Seems to be the theme lately, but forgive me once again for the sudden disappearance. My schedule was jam-packed with things to do this week that, unfortunately, did not involve Marge. It was mostly school stuff, and, thankfully, a lot of it is out of the way now. I've felt SO bad going in and out of the house 5 million times and not devoting enough time to my girl.
For those wondering, the trial is this upcoming weekend, not last weekend - sorry if I confused anyone. Honestly, I'm really worried about it. Class was cancelled last week, so we haven't practiced since last Tuesday (the last time I blogged about agility class).
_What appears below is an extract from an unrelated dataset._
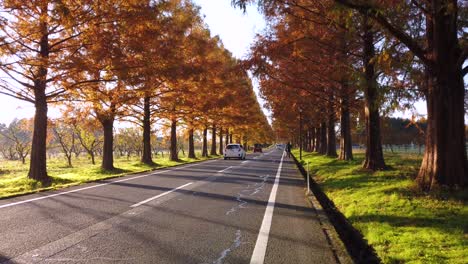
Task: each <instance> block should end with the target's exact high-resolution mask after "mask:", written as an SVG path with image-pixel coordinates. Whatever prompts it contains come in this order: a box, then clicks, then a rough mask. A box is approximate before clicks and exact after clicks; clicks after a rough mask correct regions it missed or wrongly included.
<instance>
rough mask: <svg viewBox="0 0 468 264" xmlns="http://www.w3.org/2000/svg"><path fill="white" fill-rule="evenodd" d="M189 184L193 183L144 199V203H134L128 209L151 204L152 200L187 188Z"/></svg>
mask: <svg viewBox="0 0 468 264" xmlns="http://www.w3.org/2000/svg"><path fill="white" fill-rule="evenodd" d="M190 184H193V182H189V183H187V184H184V185H181V186H179V187H177V188H174V189H172V190H170V191H167V192H163V193H161V194H158V195H156V196H153V197H151V198H148V199H146V200H144V201H141V202H139V203H136V204H134V205H132V206H130V207H133V208H135V207H138V206H140V205H142V204H145V203H147V202H151V201H153V200H155V199H158V198H160V197H163V196H165V195H168V194H170V193H172V192H175V191H177V190H179V189H182V188H185V187H187V186H189V185H190Z"/></svg>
There is a part of me that is considering not going. My first run is at 12 noon, so I'll get to the trial around 10, when every one will be there already. It's a busy, 3-ring trial. I'm not bringing a tent, and will be set up with friends.
The other part of me is saying I should just suck it up and go - I'm not going to lead out on course, it's at a park I know, and I have to trial sooner or later. I can't let one bad trial stop me.
Marge herself has actually been having a fantastic week, so much so that I'm considering lowering her dosage of L-Theanine now that the summer is gone. She even heard FIREWORKS last night and didn't react. That's unheard of!
And, of course, relating this all to the trial.. one part of me says that I should keep this momentum going and have a great day on Saturday, the other part says that me worrying about the trial is going to just ruin the whole mood of Marge being happy and calm and stuff.
Yes, I need to just relax. I know. Do they make a Relaxation Protocol for people?